In spite of the powerful tools offered by the analysis of cytoplasmic DNA sequences, the phylogenetic reconstruction of the genus Actinidia is far from yet being accomplished. Besides the complexity due to natural hybridization and the reticulate evolution of many taxa, further technical problems include the scarce representation of each taxon, sometimes limited to a single individual of one sex, from genotypes exchanged among repositories and originating from seed, that sometimes are the result of natural hybridization between species in collections, where the natural geographic barriers are overcome, and sometimes from a misattribution of samples to a given species. Furthermore, the genus has been subjected to a number of major revisions with many taxa being reduced to synonymy (Li et al. 2007a, b).

The first attempts to make a reconstruction based on the comparison of cp- and mtDNA sequences, even if carried out with relatively few taxa, clearly demonstrated that phylogenetic reconstructions are in conflict with the classification at that date based on morphological traits.

The Leiocarpae is the only monoplyletic group to be identified by several authors, although there is evidence that even that section could be polyphyletic , with the series Solidae being distinct (Cipriani et al. 1998).

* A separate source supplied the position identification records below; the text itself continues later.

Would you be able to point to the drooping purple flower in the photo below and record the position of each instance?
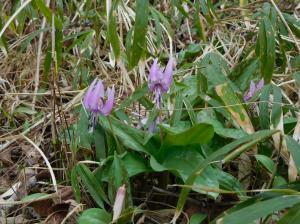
(254, 88)
(119, 202)
(94, 101)
(160, 81)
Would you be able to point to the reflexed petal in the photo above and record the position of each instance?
(101, 88)
(252, 88)
(107, 107)
(154, 71)
(95, 97)
(168, 75)
(260, 84)
(86, 99)
(119, 202)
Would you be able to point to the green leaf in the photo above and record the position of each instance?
(297, 77)
(266, 37)
(25, 110)
(209, 117)
(180, 8)
(183, 160)
(75, 184)
(294, 149)
(238, 113)
(83, 130)
(136, 96)
(266, 162)
(197, 218)
(199, 134)
(135, 164)
(276, 108)
(292, 216)
(92, 185)
(99, 138)
(130, 137)
(190, 110)
(140, 31)
(239, 145)
(35, 197)
(264, 115)
(259, 209)
(94, 216)
(177, 110)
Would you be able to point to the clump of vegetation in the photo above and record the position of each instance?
(192, 117)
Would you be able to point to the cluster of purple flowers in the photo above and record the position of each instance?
(159, 81)
(94, 101)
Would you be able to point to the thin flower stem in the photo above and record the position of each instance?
(160, 127)
(115, 137)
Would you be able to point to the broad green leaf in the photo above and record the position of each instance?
(130, 137)
(135, 164)
(140, 31)
(183, 160)
(238, 146)
(94, 216)
(292, 216)
(92, 185)
(209, 117)
(265, 161)
(199, 134)
(259, 209)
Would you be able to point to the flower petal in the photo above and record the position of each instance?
(119, 202)
(168, 75)
(260, 85)
(96, 96)
(154, 75)
(86, 99)
(107, 107)
(252, 88)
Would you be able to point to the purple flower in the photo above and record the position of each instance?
(94, 101)
(119, 202)
(254, 88)
(160, 81)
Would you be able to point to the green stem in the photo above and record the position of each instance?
(119, 149)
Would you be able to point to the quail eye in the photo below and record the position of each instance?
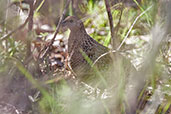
(71, 21)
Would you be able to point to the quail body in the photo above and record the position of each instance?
(81, 44)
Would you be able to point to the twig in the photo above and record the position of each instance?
(18, 28)
(133, 26)
(113, 42)
(120, 17)
(124, 38)
(56, 31)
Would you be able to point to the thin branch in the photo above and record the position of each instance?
(56, 31)
(133, 26)
(113, 51)
(17, 29)
(110, 22)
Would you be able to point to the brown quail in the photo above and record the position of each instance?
(80, 42)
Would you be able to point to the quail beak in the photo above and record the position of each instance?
(63, 24)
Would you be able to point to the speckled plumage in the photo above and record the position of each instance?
(80, 40)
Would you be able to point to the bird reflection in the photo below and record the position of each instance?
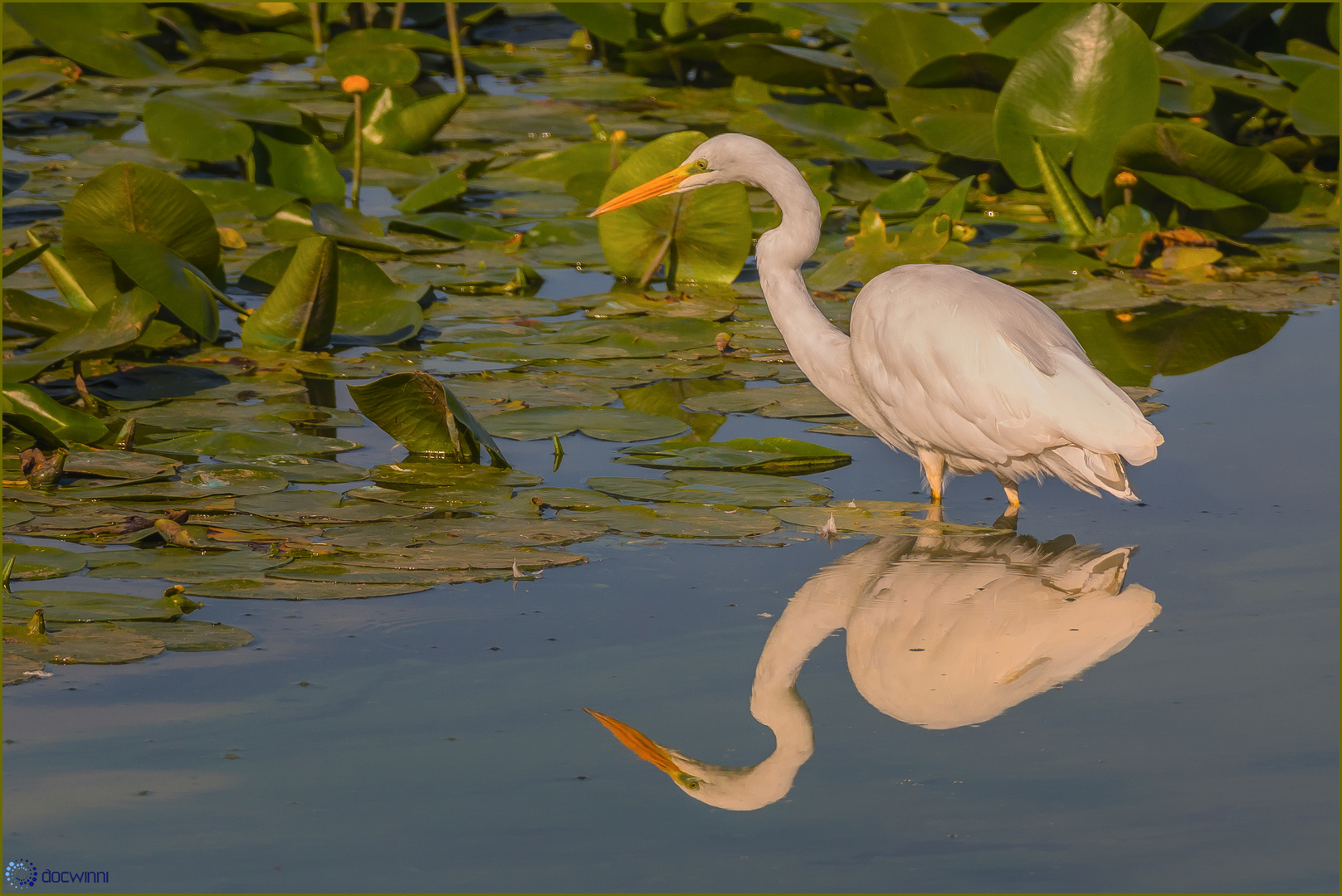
(942, 632)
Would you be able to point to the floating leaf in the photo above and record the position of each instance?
(800, 400)
(759, 455)
(1315, 106)
(837, 129)
(710, 487)
(97, 35)
(178, 563)
(1078, 93)
(35, 562)
(382, 56)
(680, 521)
(402, 124)
(608, 424)
(417, 471)
(424, 416)
(188, 636)
(34, 412)
(97, 606)
(706, 232)
(301, 311)
(295, 161)
(282, 591)
(250, 443)
(210, 482)
(145, 202)
(895, 43)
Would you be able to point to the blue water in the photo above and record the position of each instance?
(1202, 757)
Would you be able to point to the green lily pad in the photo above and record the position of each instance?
(189, 636)
(94, 606)
(802, 400)
(35, 562)
(298, 470)
(608, 424)
(95, 643)
(874, 518)
(250, 443)
(544, 391)
(426, 471)
(709, 230)
(208, 482)
(745, 455)
(711, 487)
(119, 465)
(178, 563)
(680, 521)
(274, 589)
(467, 556)
(317, 506)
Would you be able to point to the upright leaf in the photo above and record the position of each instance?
(1078, 93)
(706, 232)
(178, 285)
(420, 413)
(301, 311)
(32, 411)
(145, 202)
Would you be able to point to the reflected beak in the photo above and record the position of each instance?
(655, 187)
(642, 746)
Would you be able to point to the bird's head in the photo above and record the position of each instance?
(721, 786)
(718, 160)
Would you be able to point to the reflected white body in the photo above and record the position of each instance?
(941, 632)
(963, 372)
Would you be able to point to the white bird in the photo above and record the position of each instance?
(953, 368)
(941, 632)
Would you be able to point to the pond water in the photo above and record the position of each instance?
(1198, 757)
(1105, 698)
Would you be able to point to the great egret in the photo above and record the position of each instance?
(942, 632)
(963, 372)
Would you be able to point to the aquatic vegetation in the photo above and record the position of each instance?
(191, 273)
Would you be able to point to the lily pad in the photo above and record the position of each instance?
(424, 471)
(680, 521)
(273, 589)
(95, 606)
(710, 487)
(35, 562)
(745, 455)
(298, 470)
(802, 400)
(319, 506)
(189, 636)
(250, 443)
(178, 563)
(608, 424)
(210, 482)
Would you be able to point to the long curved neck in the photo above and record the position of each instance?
(819, 348)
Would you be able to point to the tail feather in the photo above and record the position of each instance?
(1091, 471)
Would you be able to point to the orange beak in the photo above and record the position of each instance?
(642, 746)
(655, 187)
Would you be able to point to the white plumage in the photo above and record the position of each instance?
(963, 372)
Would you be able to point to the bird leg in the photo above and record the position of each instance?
(935, 469)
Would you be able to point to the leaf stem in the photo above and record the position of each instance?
(359, 148)
(315, 17)
(455, 37)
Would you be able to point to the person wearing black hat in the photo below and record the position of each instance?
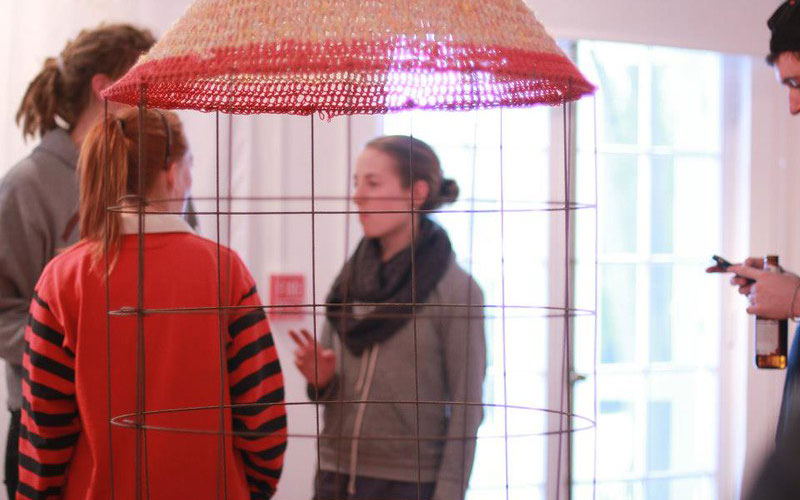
(776, 295)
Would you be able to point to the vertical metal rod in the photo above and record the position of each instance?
(594, 336)
(140, 338)
(503, 303)
(222, 475)
(566, 326)
(314, 311)
(107, 246)
(413, 213)
(470, 290)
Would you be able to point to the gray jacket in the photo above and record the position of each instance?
(450, 365)
(38, 217)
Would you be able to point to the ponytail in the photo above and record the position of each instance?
(109, 170)
(415, 160)
(37, 112)
(63, 88)
(103, 172)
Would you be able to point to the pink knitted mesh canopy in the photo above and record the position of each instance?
(337, 57)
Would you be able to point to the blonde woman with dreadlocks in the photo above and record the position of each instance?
(39, 195)
(81, 363)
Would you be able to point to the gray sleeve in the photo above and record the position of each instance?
(329, 392)
(23, 250)
(464, 347)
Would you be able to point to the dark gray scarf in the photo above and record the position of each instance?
(364, 279)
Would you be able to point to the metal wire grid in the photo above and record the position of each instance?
(137, 420)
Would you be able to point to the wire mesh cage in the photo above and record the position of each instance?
(502, 321)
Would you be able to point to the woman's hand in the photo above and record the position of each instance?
(772, 295)
(317, 364)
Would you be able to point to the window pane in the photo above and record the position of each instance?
(617, 198)
(684, 109)
(606, 64)
(660, 313)
(617, 313)
(662, 193)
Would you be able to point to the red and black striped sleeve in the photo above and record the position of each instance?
(50, 425)
(256, 385)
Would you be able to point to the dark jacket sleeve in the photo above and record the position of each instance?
(465, 366)
(23, 254)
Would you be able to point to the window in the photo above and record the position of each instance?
(659, 164)
(657, 125)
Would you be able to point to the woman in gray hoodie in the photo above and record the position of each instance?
(401, 357)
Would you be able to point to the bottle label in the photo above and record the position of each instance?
(767, 337)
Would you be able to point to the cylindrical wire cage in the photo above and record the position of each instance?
(550, 316)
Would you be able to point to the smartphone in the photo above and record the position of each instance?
(721, 262)
(724, 264)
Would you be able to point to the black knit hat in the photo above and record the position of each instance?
(785, 27)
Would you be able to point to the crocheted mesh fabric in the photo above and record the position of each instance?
(337, 57)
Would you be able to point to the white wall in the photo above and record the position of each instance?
(270, 157)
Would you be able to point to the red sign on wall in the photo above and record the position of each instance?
(287, 291)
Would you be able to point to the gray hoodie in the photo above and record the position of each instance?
(450, 365)
(38, 217)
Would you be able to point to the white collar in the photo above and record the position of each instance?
(154, 222)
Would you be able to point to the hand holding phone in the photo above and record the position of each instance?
(722, 266)
(722, 263)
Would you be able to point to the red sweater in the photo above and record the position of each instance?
(72, 388)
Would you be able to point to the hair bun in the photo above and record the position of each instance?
(448, 192)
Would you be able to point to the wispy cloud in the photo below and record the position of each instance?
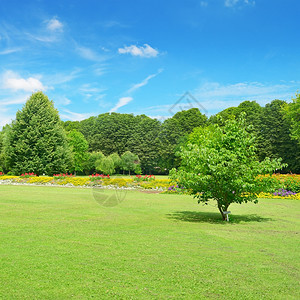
(9, 51)
(216, 97)
(122, 102)
(234, 3)
(13, 81)
(146, 51)
(14, 100)
(54, 25)
(89, 54)
(73, 116)
(62, 77)
(143, 83)
(62, 100)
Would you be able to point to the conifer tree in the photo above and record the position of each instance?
(36, 141)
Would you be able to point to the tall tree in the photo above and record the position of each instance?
(292, 115)
(36, 141)
(79, 147)
(173, 132)
(129, 161)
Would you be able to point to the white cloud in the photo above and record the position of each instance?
(87, 88)
(215, 97)
(54, 25)
(14, 101)
(89, 54)
(231, 3)
(62, 100)
(12, 80)
(122, 102)
(9, 51)
(73, 116)
(60, 78)
(143, 83)
(146, 51)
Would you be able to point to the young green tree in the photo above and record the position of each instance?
(93, 159)
(129, 161)
(79, 147)
(292, 114)
(106, 165)
(36, 141)
(117, 160)
(220, 163)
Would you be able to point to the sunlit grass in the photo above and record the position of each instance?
(60, 243)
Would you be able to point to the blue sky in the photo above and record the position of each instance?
(92, 57)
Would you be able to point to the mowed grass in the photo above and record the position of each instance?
(59, 243)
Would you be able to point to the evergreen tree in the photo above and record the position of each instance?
(79, 147)
(36, 141)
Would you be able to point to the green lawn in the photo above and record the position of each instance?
(59, 243)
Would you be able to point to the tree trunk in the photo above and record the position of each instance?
(222, 209)
(221, 212)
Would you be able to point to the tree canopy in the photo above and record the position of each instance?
(220, 163)
(36, 141)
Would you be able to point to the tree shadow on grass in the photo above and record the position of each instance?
(209, 217)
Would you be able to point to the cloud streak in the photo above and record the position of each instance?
(147, 51)
(13, 81)
(143, 83)
(122, 102)
(54, 25)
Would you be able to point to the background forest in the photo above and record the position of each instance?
(115, 143)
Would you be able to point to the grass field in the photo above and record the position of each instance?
(59, 243)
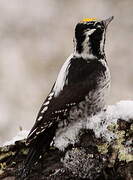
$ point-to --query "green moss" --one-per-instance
(103, 148)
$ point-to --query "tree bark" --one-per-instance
(90, 158)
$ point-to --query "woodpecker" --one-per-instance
(83, 77)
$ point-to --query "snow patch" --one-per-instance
(21, 135)
(98, 123)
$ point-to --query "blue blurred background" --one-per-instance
(35, 40)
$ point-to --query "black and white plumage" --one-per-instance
(84, 76)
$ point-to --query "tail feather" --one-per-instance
(40, 145)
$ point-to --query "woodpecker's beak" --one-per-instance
(107, 21)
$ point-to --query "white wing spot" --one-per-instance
(51, 94)
(39, 119)
(61, 79)
(32, 132)
(38, 132)
(44, 109)
(50, 97)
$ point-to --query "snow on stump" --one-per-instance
(97, 148)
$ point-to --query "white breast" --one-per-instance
(62, 77)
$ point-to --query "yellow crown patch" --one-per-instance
(88, 19)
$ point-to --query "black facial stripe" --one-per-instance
(95, 40)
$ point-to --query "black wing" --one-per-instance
(82, 77)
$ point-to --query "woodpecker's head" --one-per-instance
(90, 37)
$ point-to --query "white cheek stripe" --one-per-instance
(61, 79)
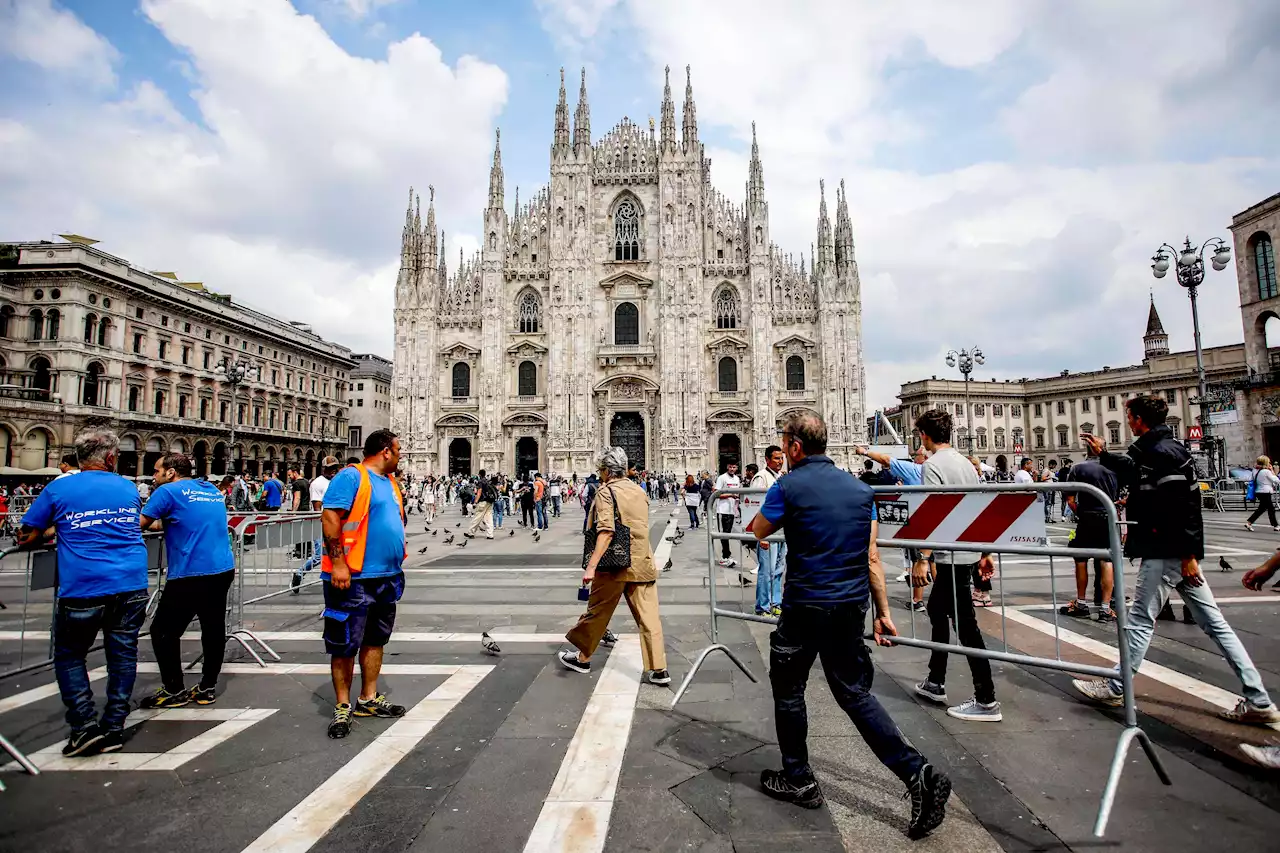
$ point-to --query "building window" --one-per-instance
(462, 379)
(530, 314)
(528, 379)
(626, 232)
(626, 324)
(727, 374)
(726, 309)
(795, 374)
(1265, 264)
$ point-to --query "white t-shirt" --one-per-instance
(319, 487)
(727, 505)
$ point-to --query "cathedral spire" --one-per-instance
(755, 182)
(690, 113)
(496, 192)
(583, 121)
(561, 144)
(668, 118)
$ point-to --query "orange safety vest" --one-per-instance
(355, 528)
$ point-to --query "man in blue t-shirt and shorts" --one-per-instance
(360, 606)
(833, 574)
(200, 575)
(101, 587)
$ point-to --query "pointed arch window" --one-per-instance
(626, 232)
(1265, 264)
(728, 315)
(528, 379)
(795, 373)
(626, 324)
(727, 374)
(530, 313)
(462, 379)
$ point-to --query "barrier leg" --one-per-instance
(698, 664)
(19, 757)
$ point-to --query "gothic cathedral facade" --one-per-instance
(627, 302)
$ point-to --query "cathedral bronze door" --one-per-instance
(626, 430)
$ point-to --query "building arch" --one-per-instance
(727, 308)
(626, 220)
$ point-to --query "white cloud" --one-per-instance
(288, 188)
(55, 40)
(1109, 145)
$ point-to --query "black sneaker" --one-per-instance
(341, 724)
(83, 742)
(928, 792)
(568, 660)
(776, 785)
(112, 740)
(164, 698)
(379, 707)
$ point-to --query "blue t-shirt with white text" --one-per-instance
(195, 528)
(384, 548)
(100, 550)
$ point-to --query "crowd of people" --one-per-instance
(817, 564)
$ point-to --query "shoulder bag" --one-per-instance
(618, 553)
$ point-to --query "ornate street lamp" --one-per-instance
(965, 360)
(237, 373)
(1191, 274)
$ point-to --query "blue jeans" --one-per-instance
(1157, 576)
(119, 617)
(835, 633)
(768, 575)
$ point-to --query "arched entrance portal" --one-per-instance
(526, 456)
(460, 457)
(730, 451)
(626, 430)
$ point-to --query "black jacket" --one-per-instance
(1164, 507)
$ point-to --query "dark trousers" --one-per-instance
(835, 633)
(1266, 503)
(201, 597)
(76, 626)
(946, 603)
(726, 527)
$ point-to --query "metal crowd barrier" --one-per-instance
(1112, 553)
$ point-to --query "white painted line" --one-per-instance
(231, 721)
(320, 811)
(575, 817)
(1208, 693)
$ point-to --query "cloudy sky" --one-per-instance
(1011, 164)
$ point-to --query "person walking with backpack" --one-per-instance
(1166, 533)
(1264, 487)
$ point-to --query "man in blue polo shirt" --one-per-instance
(200, 575)
(101, 587)
(832, 571)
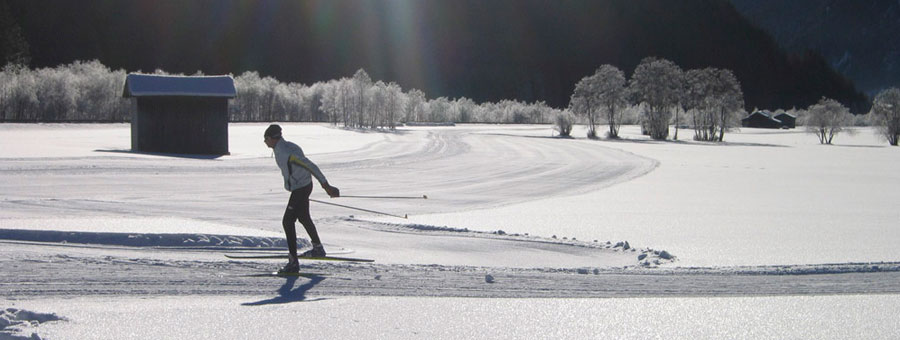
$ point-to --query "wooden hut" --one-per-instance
(761, 119)
(176, 114)
(788, 121)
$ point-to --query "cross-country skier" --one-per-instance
(297, 171)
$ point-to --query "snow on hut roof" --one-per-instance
(763, 113)
(144, 85)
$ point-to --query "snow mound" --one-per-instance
(644, 257)
(14, 323)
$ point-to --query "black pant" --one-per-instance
(298, 209)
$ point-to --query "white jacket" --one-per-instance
(295, 167)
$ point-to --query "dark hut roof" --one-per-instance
(144, 85)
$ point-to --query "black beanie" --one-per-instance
(273, 131)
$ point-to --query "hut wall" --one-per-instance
(188, 125)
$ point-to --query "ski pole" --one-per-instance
(360, 209)
(387, 197)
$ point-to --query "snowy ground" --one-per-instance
(774, 236)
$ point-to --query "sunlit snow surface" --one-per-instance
(763, 198)
(223, 317)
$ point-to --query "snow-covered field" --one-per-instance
(774, 236)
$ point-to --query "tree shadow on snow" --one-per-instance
(287, 293)
(162, 154)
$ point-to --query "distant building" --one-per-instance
(761, 119)
(175, 114)
(788, 121)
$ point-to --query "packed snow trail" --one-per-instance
(30, 270)
(488, 170)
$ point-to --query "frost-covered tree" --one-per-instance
(414, 107)
(563, 122)
(585, 102)
(886, 114)
(826, 118)
(603, 91)
(658, 83)
(361, 84)
(612, 93)
(466, 109)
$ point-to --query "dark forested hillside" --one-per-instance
(483, 50)
(860, 39)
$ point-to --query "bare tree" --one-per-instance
(584, 101)
(826, 118)
(414, 108)
(563, 123)
(886, 114)
(612, 94)
(657, 82)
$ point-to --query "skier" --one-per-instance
(297, 171)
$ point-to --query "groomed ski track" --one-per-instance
(492, 171)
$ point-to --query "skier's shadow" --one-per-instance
(287, 293)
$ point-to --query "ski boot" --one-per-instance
(292, 267)
(317, 251)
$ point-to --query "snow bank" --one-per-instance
(15, 323)
(139, 232)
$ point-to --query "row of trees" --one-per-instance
(658, 95)
(89, 91)
(711, 97)
(81, 91)
(360, 102)
(828, 117)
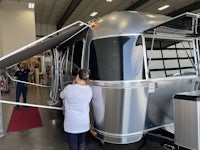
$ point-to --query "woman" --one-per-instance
(76, 98)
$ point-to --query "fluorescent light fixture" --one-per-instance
(31, 5)
(93, 14)
(163, 7)
(151, 16)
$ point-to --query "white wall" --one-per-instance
(17, 26)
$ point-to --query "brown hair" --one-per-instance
(84, 74)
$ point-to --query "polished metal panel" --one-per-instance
(117, 96)
(186, 112)
(127, 22)
(119, 110)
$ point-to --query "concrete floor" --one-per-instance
(52, 136)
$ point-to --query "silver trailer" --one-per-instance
(138, 61)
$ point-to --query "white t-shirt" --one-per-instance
(76, 100)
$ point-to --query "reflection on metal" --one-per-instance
(31, 105)
(14, 80)
(1, 119)
(137, 62)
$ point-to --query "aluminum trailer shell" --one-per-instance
(126, 109)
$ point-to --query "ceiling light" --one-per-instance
(163, 7)
(31, 5)
(93, 14)
(151, 16)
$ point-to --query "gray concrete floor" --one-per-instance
(52, 136)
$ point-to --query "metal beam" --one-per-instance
(73, 5)
(188, 8)
(137, 4)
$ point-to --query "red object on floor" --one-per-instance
(24, 118)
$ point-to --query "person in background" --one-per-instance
(76, 99)
(21, 88)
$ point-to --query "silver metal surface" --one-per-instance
(131, 93)
(186, 112)
(119, 111)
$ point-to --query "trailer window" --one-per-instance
(73, 59)
(111, 58)
(168, 58)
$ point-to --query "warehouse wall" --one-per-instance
(17, 26)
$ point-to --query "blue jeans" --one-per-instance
(76, 141)
(21, 89)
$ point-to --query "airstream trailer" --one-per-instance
(138, 61)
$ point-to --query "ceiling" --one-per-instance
(64, 12)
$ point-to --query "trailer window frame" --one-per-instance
(160, 65)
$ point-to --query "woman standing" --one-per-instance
(76, 99)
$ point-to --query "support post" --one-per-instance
(1, 119)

The other clades group together taxa that belong to different sections and series, thus giving no phylogenetic credit to traits, such as the presence/absence of lenticels (spots) on fruit, the lamellate/solid pith, and the type of hairs (simple/stellate).

The recent review of the genus by Huang and Ferguson (2007) stresses that the geographic distribution of species should be taken more into consideration for the subdivision of the genus. It was suggested that the best and most natural solution might be to put the Solidae as an ancestral group that gave rise to the Leiocarpae. Then, Actinidia should be divided into two sections: Leiocarpae (glabrous fruit with smooth skin) and Maculatae (spotted fruit), the latter then being further divided into four series containing taxa more homogeneous for their geographic origin. The new series would encompass species from the Yangtze Valley, from southeastern, southern, and southwestern China (Li et al. 2003; Huang and Ferguson 2007; Huang 2014).

This hypothesis needs to be confirmed by a more detailed and more comprehensive exploration of the genus at the molecular level, but it would better reconcile molecular data and morphological traits, taking into account the complex reticulation of the genus.